The state of the global education crisis: A patch to recovery
The State of the Global Education Crisis: A Path to Recovery provides a stark reality check for education systems worldwide and presents a menu of policy actions for recovering learning and using this crisis as an opportunity to reinvent education—to make it more resilient, more equitable, and more efficient in delivering learning for all. Published jointly by UNESCO, UNICEF, and the World Bank, the report takes stock of the state of education around the world after prolonged school closures that affected nearly all the world’s students and offers a set of recommendations for recovery. The paper presents updated global simulations of learning losses and a review of the evidence, to date, of actual measures of learning losses due to COVID-19.

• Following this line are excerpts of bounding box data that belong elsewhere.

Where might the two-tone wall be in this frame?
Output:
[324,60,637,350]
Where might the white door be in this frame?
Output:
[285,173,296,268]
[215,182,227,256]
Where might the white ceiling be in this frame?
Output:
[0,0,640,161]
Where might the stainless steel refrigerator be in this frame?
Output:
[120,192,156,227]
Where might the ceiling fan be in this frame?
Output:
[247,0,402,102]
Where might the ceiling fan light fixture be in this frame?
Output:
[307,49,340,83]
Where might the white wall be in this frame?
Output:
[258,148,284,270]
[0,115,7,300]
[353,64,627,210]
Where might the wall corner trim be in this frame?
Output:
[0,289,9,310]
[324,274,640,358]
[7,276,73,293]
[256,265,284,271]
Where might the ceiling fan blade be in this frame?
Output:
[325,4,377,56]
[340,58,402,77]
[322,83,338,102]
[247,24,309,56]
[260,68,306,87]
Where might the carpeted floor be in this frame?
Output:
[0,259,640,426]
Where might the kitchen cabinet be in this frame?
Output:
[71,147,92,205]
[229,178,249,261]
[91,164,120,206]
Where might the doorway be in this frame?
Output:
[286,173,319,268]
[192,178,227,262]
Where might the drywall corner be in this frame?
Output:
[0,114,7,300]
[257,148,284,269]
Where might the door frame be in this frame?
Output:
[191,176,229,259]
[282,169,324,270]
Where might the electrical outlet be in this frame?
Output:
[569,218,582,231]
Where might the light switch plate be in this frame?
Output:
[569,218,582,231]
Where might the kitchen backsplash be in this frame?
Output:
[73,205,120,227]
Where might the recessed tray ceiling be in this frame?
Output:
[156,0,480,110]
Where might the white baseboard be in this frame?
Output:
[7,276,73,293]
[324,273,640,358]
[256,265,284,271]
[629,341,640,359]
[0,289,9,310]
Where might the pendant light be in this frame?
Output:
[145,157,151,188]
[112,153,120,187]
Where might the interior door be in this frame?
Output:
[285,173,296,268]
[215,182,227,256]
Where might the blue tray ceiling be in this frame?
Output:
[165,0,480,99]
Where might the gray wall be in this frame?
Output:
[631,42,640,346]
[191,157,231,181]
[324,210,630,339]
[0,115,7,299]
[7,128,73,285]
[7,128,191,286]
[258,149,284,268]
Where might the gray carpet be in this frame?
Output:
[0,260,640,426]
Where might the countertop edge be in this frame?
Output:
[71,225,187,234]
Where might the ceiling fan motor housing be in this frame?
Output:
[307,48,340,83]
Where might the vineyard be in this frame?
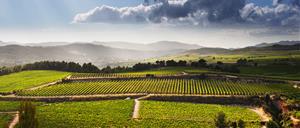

The global disruption to education caused by the COVID-19 pandemic is without parallel, and its effects on learning have been severe write the authors. The crisis brought education systems across the world to a halt, with school closures affecting more than 1.6 billion learners. While nearly every country in the world offered remote learning opportunities for students, the quality and reach of such initiatives varied greatly, and they were at best partial substitutes for in-person learning. Now, 21 months later, schools remain closed for millions of children and youth, and millions more are at risk of never returning to education. Growing evidence on the impacts of school closures on children’s learning depicts a harrowing reality. Learning losses have been large and inequitable.